Refining risk stratification for B-cell precursor Adult Acute Lymphoblastic Leukemia treated with a Pediatric-inspired Regimen by Combining IKZF1 deletion and Minimal Residual Disease.

Unlabelled: Minimal residual disease (MRD) is the most important prognostic factor for B-cell acute lymphoblastic leukemia (B-ALL) however nearly 20-30% of patients relapsed even when they achieved negative MRD, how to identify these patients is less addressed. In this study, we aimed to reassess the prognostic significance of MRD and IKZF1 in adult B-ALL patients receiving pediatric chemotherapy regimens. In the PDT-ALL-2016 cohort (NCT03564470), adult B-ALL patients were treated with a pediatric-inspired regimen; patients were redefined as standard (MRD-negative and IKZF1wild-type), intermediate (MRD-positive or IKZF1 deletion), and high-risk (MRD-positive and IKZF1 deletion) groups by combining IKZF1 deletion status and MRD. Furthermore, the prognostic panel of IKZF1 deletion and/or MRD-positive was confirmed in the independent cohort from the COG-P9906 dataset. In the high- and intermediate-risk groups, allogeneic hematopoietic stem cell transplantation (allo-HSCT) was strongly associated with higher 5-year overall survival (OS), higher leukemia-free survival (LFS), and lower cumulative incidence of relapse (CIR). In the standard-risk group, there was no significant advantage in the 5-year OS, LFS, and CIR of patients who received allo-HSCT versus those who received chemotherapy. Our study demonstrated that combining early MRD response and IKZF1 deletion allows for better risk stratification of patients to identify those who may benefit from allo-HSCT in the context of an intensified pediatric-inspired regimen.

Introduction: Minimal residual disease (MRD) is the most important prognostic factor for B-cell acute lymphoblastic leukemia (B-ALL) however nearly 20-30% of patients relapsed even when they achieved negative MRD, how to identify these patients is less addressed. In this study, we aimed to reassess the prognostic significance of MRD and IKZF1 in adult B-ALL patients receiving pediatric chemotherapy regimens.
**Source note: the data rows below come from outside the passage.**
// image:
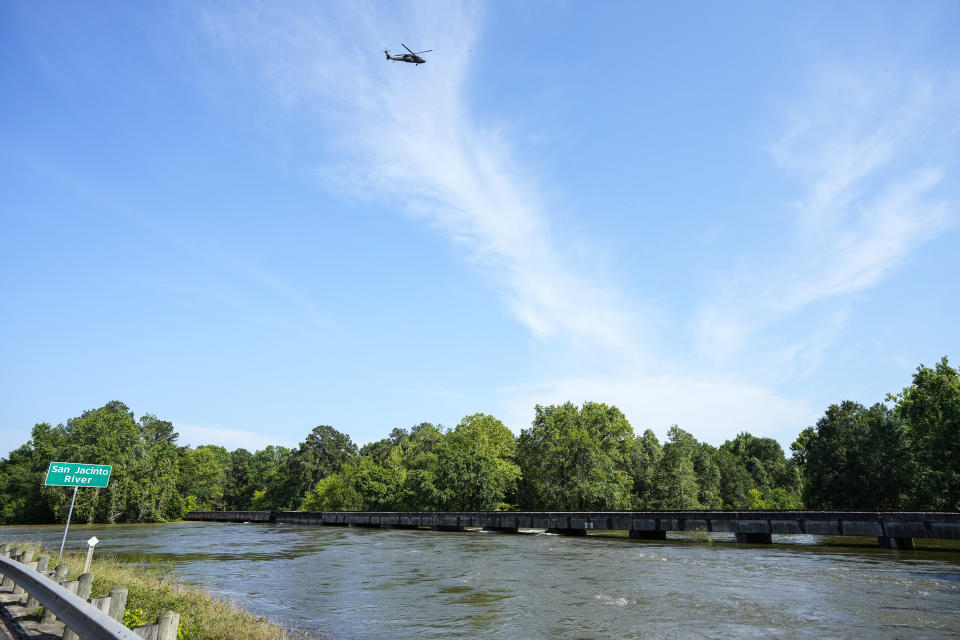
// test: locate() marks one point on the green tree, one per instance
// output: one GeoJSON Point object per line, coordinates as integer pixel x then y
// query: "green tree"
{"type": "Point", "coordinates": [931, 409]}
{"type": "Point", "coordinates": [153, 473]}
{"type": "Point", "coordinates": [108, 435]}
{"type": "Point", "coordinates": [644, 456]}
{"type": "Point", "coordinates": [204, 474]}
{"type": "Point", "coordinates": [576, 458]}
{"type": "Point", "coordinates": [855, 458]}
{"type": "Point", "coordinates": [324, 452]}
{"type": "Point", "coordinates": [675, 483]}
{"type": "Point", "coordinates": [22, 499]}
Methodology: A total of 202 newly diagnosed adult patients with B-ALL treated at Nanfang Hospital between January 2016 and September 2020 were enrolled in the population-based protocol of the PDT-ALL-2016 trial (NCT03564470), a GRAALL-backbone, peg-aspargase-intensified, antimetabolite-based pediatric-inspired regimen therapy. The validation dataset COG-P9906, which includes complete gene expression profiles and clinical data for 190 samples, is accessible via the NCBI Gene Expression Omnibus (GEO) at the following link: (https://www.ncbi.nlm.nih.gov/geo/), under the accession code GSE11877.
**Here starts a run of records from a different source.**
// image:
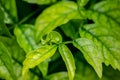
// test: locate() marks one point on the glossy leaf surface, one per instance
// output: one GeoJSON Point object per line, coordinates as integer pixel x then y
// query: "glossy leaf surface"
{"type": "Point", "coordinates": [106, 14]}
{"type": "Point", "coordinates": [25, 37]}
{"type": "Point", "coordinates": [106, 46]}
{"type": "Point", "coordinates": [54, 37]}
{"type": "Point", "coordinates": [68, 59]}
{"type": "Point", "coordinates": [90, 53]}
{"type": "Point", "coordinates": [55, 16]}
{"type": "Point", "coordinates": [57, 76]}
{"type": "Point", "coordinates": [3, 28]}
{"type": "Point", "coordinates": [41, 2]}
{"type": "Point", "coordinates": [10, 10]}
{"type": "Point", "coordinates": [6, 60]}
{"type": "Point", "coordinates": [37, 56]}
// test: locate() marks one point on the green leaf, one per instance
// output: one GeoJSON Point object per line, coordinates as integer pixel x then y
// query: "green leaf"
{"type": "Point", "coordinates": [6, 59]}
{"type": "Point", "coordinates": [106, 43]}
{"type": "Point", "coordinates": [57, 76]}
{"type": "Point", "coordinates": [54, 37]}
{"type": "Point", "coordinates": [14, 49]}
{"type": "Point", "coordinates": [106, 14]}
{"type": "Point", "coordinates": [37, 56]}
{"type": "Point", "coordinates": [82, 3]}
{"type": "Point", "coordinates": [71, 29]}
{"type": "Point", "coordinates": [9, 8]}
{"type": "Point", "coordinates": [68, 59]}
{"type": "Point", "coordinates": [41, 2]}
{"type": "Point", "coordinates": [3, 28]}
{"type": "Point", "coordinates": [25, 37]}
{"type": "Point", "coordinates": [84, 71]}
{"type": "Point", "coordinates": [43, 66]}
{"type": "Point", "coordinates": [90, 53]}
{"type": "Point", "coordinates": [55, 16]}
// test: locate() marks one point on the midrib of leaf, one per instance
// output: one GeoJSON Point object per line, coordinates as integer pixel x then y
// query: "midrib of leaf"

Main Findings: B-ALL patients were redefined as standard (MRD-negative and IKZF1wild-type), intermediate (MRD-positive or IKZF1 deletion), and high-risk (MRD-positive and IKZF1 deletion) groups by combining IKZF1 deletion status and MRD. In the PDT-ALL-2016 cohort, patients in the high- and intermediate-risk groups who underwent allogeneic hematopoietic stem cell transplantation (allo-HSCT) exhibited significantly improved 5-year overall survival (OS), leukemia-free survival (LFS), and lower cumulative incidence of relapse (CIR) compared to those who received chemotherapy alone. In the PDT-ALL-2016 cohort, no significant advantage was observed in the 5-year OS, LFS, and CIR of patients in the standard-risk group who received allo-HSCT compared to those who received chemotherapy.
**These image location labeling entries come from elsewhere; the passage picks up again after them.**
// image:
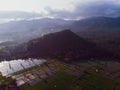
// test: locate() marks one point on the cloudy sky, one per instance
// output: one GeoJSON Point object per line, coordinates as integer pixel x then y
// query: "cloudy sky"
{"type": "Point", "coordinates": [66, 9]}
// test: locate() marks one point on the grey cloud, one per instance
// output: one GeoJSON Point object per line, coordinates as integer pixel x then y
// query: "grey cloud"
{"type": "Point", "coordinates": [18, 15]}
{"type": "Point", "coordinates": [96, 8]}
Discussion: Traditional risk factors, incorporating clinical and cytogenetic features, have been previously evaluated to stratify risks and guide treatment decisions. However, the prognostic strength of this stratified system is limited by the pediatric-inspired protocol background, making it difficult to identify patients with a high risk of relapse. Therefore, in the era of pediatric-inspired protocols, it is imperative to reassess traditional risk factors to identify patients at high risk of recurrence and mortality. In this study, we retrospectively evaluated the combination of MRD and IKZF1 to develop an efficient risk stratification tool for adult patients with B-ALL in the pediatric-inspired chemotherapy era. Moreover, allo-HSCT had distinct efficacy at different risk levels, which means that the decision to perform allo-HSCT may be well guided by this risk classification scheme.

Conclusion: In conclusion, based on our cohort study and validation cohort, we demonstrated that the combination of MRD and IKZF1 deletion allows for better risk stratification of adults with B-ALL and that allo-HSCT mitigates the poor prognosis of MRD+ and/or IKZF1 subgroups.